Negli anni la situazione logistica migliora: al posto dei materassi sul pavimento arriva un letto di ferro con le ruote in porcellana dallo studio dismesso di papà e trasportato a mano in via Ripetta, poi un fornello a gas recuperato tra le cose che si buttavano dalle finestre a fine anno (e così si passa dalla dieta cruda a quella cotta) e ad un certo punto (1975) compare persino una lavastoviglie che dovrà essere smontata per farla passare dal corridoio. I soldi arrivano in scarsa misura dalle attività legate al canto ma soprattutto, e sarà così sino al 77, dalle abilità in dattiolografia: per via delle lezioni di pianoforte di zia Ermelinda. Clara è molto precisa e veloce e negli anni in cui dai copioni, alle sceneggiature, ai comunicati stampa, si batte tutto a macchina, c'è un lavoro assicurato.

Il libro è dedicato alla vita, ai sentimenti, al tema della autonomia personale anche all'interno dei rapporti affettivi. Colpisce, particolarmente raccontato da una donna, la distinzione tra sesso e sentimento.

Tutti andavamo a letto con tutti, cercando affetto o amore o un antidoto alla solitudine o forse una briciola di potere (1970); è la fase dell'innamoramento per Citto Maselli (il grande amore che la tratta come le altre, sempre cortese ma sempre un po' distante e preso dai suoi progetti).

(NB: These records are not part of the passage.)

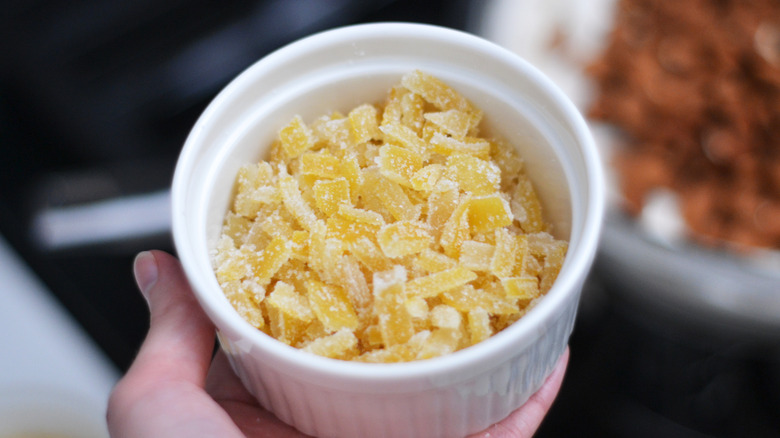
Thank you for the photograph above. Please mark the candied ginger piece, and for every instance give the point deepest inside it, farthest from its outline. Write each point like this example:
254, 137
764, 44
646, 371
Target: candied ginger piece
329, 195
364, 123
425, 179
441, 341
453, 122
354, 214
456, 229
486, 213
270, 259
444, 316
552, 265
331, 305
476, 256
473, 175
433, 261
446, 145
433, 284
399, 164
370, 255
395, 323
248, 309
403, 238
288, 312
478, 323
438, 93
508, 250
401, 135
296, 138
467, 298
391, 196
321, 164
526, 207
294, 203
340, 345
412, 111
523, 288
440, 205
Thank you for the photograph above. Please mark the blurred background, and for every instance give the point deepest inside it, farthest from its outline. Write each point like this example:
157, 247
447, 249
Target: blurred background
96, 99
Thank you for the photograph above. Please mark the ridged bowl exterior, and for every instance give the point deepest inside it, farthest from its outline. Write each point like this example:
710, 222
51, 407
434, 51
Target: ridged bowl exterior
337, 70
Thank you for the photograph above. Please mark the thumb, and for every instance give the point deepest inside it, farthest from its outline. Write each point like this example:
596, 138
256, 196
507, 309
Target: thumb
181, 337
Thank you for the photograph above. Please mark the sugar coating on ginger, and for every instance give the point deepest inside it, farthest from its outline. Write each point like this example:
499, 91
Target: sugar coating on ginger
390, 234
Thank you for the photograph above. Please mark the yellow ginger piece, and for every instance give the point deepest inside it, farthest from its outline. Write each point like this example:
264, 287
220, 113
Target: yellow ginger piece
453, 122
391, 234
439, 94
289, 313
331, 305
294, 203
399, 164
401, 135
480, 328
320, 164
404, 238
553, 262
433, 261
441, 341
296, 138
446, 146
395, 323
364, 123
523, 288
486, 213
340, 345
399, 352
473, 175
370, 255
444, 316
476, 256
456, 230
467, 298
329, 195
526, 207
413, 111
265, 263
432, 285
425, 179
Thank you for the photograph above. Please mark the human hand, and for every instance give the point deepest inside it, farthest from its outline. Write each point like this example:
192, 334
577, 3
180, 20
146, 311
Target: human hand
175, 389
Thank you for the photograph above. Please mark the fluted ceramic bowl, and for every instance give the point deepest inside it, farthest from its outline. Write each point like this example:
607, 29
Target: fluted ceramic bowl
450, 396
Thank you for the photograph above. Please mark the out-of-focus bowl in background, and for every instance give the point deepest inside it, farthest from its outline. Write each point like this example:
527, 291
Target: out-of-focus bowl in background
337, 70
648, 259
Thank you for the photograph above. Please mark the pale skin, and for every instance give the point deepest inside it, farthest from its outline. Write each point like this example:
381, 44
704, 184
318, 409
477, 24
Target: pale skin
175, 388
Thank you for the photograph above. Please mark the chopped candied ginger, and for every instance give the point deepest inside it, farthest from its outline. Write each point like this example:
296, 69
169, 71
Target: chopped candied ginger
399, 164
329, 195
288, 312
396, 232
340, 345
395, 322
364, 123
296, 137
331, 305
404, 238
432, 285
486, 213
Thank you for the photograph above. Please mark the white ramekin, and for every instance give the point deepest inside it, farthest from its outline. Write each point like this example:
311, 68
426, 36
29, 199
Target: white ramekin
337, 70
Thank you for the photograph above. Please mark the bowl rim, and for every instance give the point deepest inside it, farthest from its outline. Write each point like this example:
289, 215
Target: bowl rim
483, 355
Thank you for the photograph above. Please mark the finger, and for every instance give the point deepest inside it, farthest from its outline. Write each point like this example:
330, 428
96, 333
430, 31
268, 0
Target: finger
223, 384
526, 420
181, 337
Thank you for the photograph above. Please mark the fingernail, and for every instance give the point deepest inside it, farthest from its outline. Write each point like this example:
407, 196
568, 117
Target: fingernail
145, 270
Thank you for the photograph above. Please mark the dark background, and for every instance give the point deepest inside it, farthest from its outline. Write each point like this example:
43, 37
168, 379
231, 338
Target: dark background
96, 99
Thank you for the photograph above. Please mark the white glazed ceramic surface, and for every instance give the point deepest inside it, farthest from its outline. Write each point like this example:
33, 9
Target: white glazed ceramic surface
337, 70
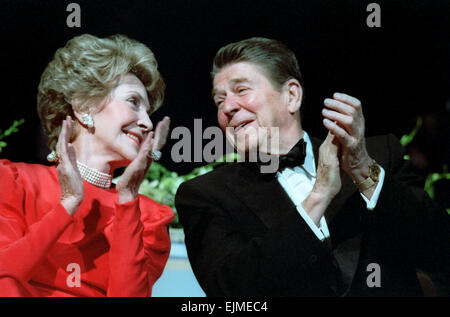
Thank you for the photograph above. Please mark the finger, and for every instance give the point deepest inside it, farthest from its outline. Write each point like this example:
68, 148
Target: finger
61, 139
343, 120
352, 101
342, 136
146, 146
339, 106
161, 133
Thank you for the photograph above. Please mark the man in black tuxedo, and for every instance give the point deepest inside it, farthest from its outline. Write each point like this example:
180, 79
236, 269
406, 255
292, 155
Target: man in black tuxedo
342, 217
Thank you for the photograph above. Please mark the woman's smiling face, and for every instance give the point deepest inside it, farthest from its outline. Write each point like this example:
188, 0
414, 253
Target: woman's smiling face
123, 121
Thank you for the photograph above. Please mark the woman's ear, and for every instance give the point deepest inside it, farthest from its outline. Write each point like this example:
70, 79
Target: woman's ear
294, 94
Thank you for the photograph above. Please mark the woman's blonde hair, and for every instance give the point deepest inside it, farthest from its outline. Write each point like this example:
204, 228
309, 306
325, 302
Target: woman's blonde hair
84, 72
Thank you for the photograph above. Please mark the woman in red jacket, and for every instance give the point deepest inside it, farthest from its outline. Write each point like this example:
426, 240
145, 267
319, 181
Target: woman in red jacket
64, 229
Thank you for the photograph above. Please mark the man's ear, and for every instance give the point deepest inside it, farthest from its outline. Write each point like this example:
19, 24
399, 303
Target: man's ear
294, 94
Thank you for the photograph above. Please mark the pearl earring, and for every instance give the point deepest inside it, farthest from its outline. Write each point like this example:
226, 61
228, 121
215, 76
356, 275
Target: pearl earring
88, 120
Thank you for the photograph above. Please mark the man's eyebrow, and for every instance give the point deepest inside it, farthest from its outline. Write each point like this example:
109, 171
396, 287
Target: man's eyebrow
233, 81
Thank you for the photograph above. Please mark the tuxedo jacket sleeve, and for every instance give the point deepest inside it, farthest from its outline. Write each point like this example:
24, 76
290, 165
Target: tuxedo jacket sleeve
245, 237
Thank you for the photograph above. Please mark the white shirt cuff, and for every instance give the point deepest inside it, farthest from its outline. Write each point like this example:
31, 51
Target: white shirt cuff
372, 203
321, 231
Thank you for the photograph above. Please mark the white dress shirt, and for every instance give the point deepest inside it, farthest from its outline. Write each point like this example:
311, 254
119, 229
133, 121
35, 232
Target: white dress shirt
299, 181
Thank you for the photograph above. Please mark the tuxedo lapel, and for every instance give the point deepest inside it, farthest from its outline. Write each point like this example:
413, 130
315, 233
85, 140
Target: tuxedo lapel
261, 193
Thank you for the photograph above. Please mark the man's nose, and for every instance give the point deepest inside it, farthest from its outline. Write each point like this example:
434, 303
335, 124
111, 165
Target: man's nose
230, 105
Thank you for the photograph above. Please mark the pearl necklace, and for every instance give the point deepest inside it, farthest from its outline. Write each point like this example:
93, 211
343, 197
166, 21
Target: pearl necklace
94, 177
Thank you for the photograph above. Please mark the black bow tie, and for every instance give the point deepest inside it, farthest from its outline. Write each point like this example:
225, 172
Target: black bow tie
295, 157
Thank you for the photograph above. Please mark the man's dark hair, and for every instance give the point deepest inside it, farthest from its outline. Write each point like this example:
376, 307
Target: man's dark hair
276, 60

Siamo al 1971, è la sera prima di un viaggio, che poi non ci sarà, verso la villa fiorentina di una nobildonna di Potere Operaio:

Nessuno programmò, successe. Tutti stesi sul pavimento, neanche del tutto senza vestiti. Non un’orgia, neanche fare l’amore, solo uno strofinarsi di tutte e di tutti. Difficile anche definirli abbracci. Singolarmente, nella maggior parte dei casi, era già successo. Rimasi a occhi chiusi la maggior parte del tempo, quando li aprivo non vedevo granché di interessante, né allegria, né tantomeno baldoria.

Nel 71 c'è anche un tentato suicidio figlio della solitudine.

Esaminai accuratamente le cose che mi tenevano attaccata alla vita, una per una, e nessuna che ne valesse lo sforzo. Rami eliminati via via, e alla fine il tronco nudo basta una piccola spinta e viene giù. Niente lettera d’addio, non avevo niente da dire a nessuno. Mi addormentai tranquilla, né affranta né impaurita: libertà era anche finirla con una vita che non avevo capito ancora se fosse brutta o bella, ma di certo era troppo faticosa e piena di dolore.

Riporto un brano abbastanza lungo, siamo al 1975, e ormai l'amore con Stefano si è stabilizzato nel senso della continuità; Clara Sereni descrive in maniera esplicita la sua concezione del rapporto tra amore e libertà:


Ci fu qualche ammissione, qualche briciolo di confessione. A me interessava una rete di relazioni, nessuna esclusa. Purché fosse reale ogni volta la disponibilità all’altro e all’altra, purché ci fosse il desiderio di condividere un pezzo di strada, non importa quanto breve. Insomma, purché si fosse fedeli a se stessi: che ci si scambiasse un po’ di pelle in un letto oppure no.
Lo dissi, lo dichiarai. Stefano non la prese affatto bene: la fedeltà era per lui un valore indiscutibile. Credo di aver detto che la fedeltà come possesso non mi piaceva proprio, non potevo condividerla in alcun modo. Traendo le sue conclusioni, arrabbiato e addolorato Stefano mi chiese davanti a tutti se da quando stavamo insieme ero andata a letto ancora con l’uomo che tanto avevo amato.
Non era successo, ma sarebbe potuto succedere, continuavo a desiderare che potesse succedere: non tanto un letto, quanto la ripresa di quel rapporto intenso e speciale (...)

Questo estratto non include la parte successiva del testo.